Şimdi kitap yazabilmek için tek eksiğim şunlar: Yazacağım konular ile ilgili bilgi ve deneyime sahip değilim, ne yazacağımı, kitabın hangi konuları içereceğini, siz değerli okurların bu kitabı okurken edineceği bilgileri nereden bulacağımı, uygulamak isteyeceğiniz yöntemleri nasıl geliştirebileceğimi ve hangi sıraya göre yazmam gerektiğini henüz bilmiyorum.

Doya Doyamak Yaşamak (DDY) kitabının tohumunu zihnime ektiğim zaman ve zihnimi sadece bu tohumu yetiştirmeye odakladığım zaman, önce bu tohum kendiliğinden zihnimde kök vermeye başladı ve kökler hızla gelişmeye başladı (yani not tutmaya başladım), sonra bir gün aniden toprağın dışına filiz verdi (yani kitap yazma kararı verdim).
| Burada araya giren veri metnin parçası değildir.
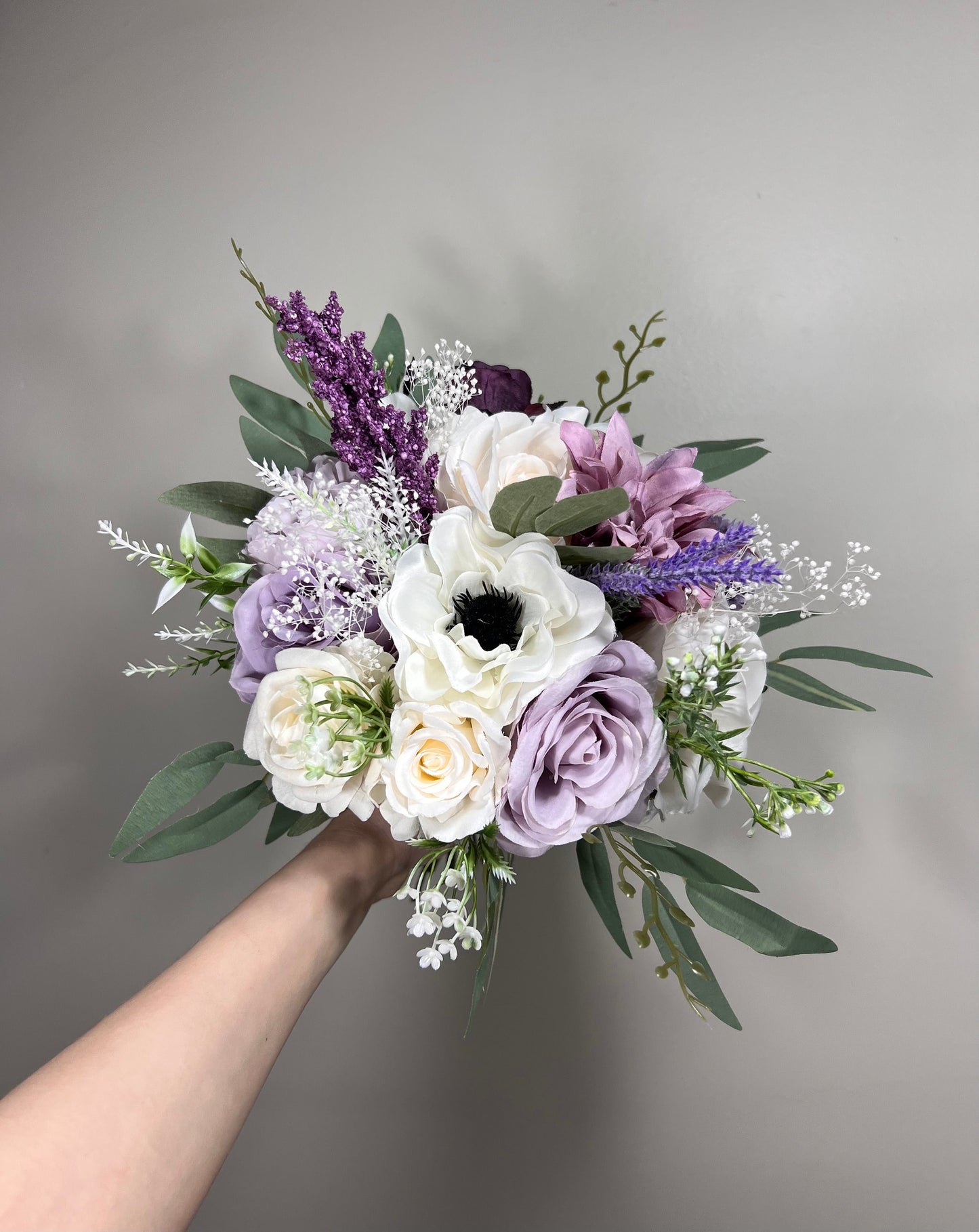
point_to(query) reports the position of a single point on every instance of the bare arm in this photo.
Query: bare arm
(128, 1126)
Filizi büyütmeye çalıştıkça (yani kitabı yazmaya başlayınca) kökler daha gelişmeye ve filiz önce fidan ardından ağaç olmaya başladı.
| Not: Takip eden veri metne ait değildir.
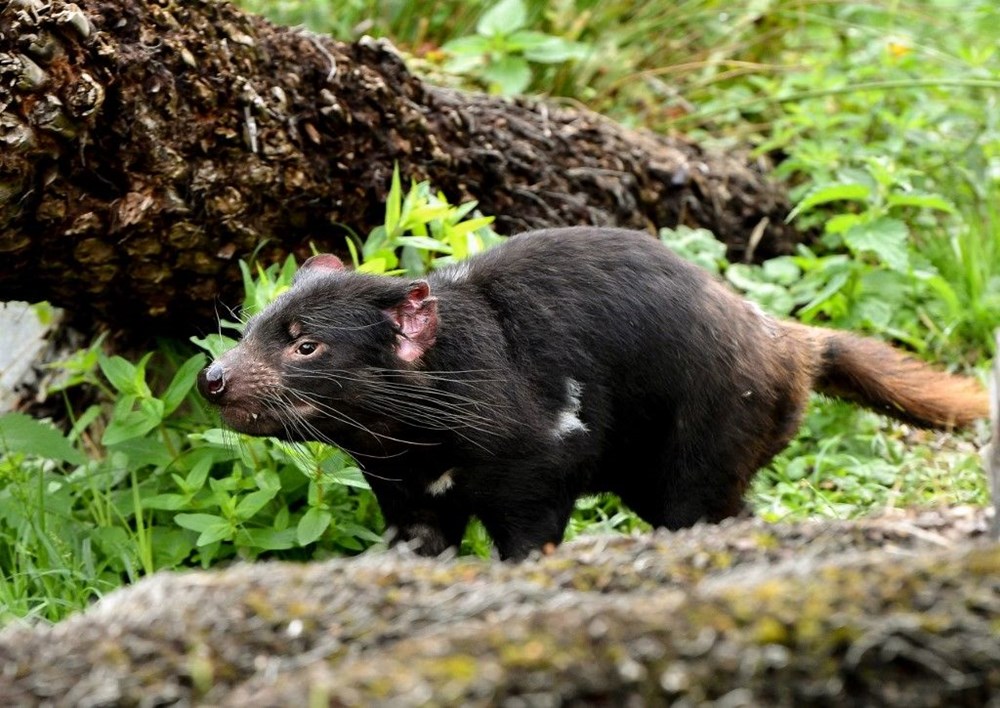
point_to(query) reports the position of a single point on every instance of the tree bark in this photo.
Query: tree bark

Ağacın güçlenerek meyve vermesini istediğim için, ağacı yeni gübreler ile besledikçe (yani düşünmeye ve araştırma yapmaya devam ettikçe) ağacın hem köklerinin hem gövdesinin gelişmeye başladığını fark ettim. Ağacın kökleri ve gövdesi tohumun atıldığı toprak ne kadar verimli ve sulak ise o kadar güçlü oluyor (şimdi ağaç yerine yazlık villalar dikilen Kuşadası Davutlar’daki Karaova gibi!) ve çok çabuk gelişerek meyve vermeye başlıyor. (Kırk gün gibi kısa sayılabilecek bir sürede bu kitabı yazmış oldum!)

Anlattığım bu yöntem ile kitap yazmak bir ağaç resmi yapmak kadar çok basit! Elinize bir kâğıt kalem alın, önce kalın bir ağaç gövdesi, sonra gövdeye üç tane ana dal ekleyin, sonra her ana dala yine üç tane kalın dal ekleyin ve bu dallara yine üç tane ince dal ekleyin, bu şekilde ağacı (yani kitabı veya bilincinizi) istediğiniz kadar geliştirebilirsiniz. Bu yöntem ile kitap yazılabilir veya içinize doğru (içsel) yolculuk yapılabilir veya dışınıza doğru (doğanın bütün ayrıntılarına doğru) yolculuk yapılabilir! Tümden gelim yöntemi ile bilincinizi geliştirebilir ve Doya Doya Yaşamak için "benlik bilincine ve kozmik bilince" sahip olabilirsiniz.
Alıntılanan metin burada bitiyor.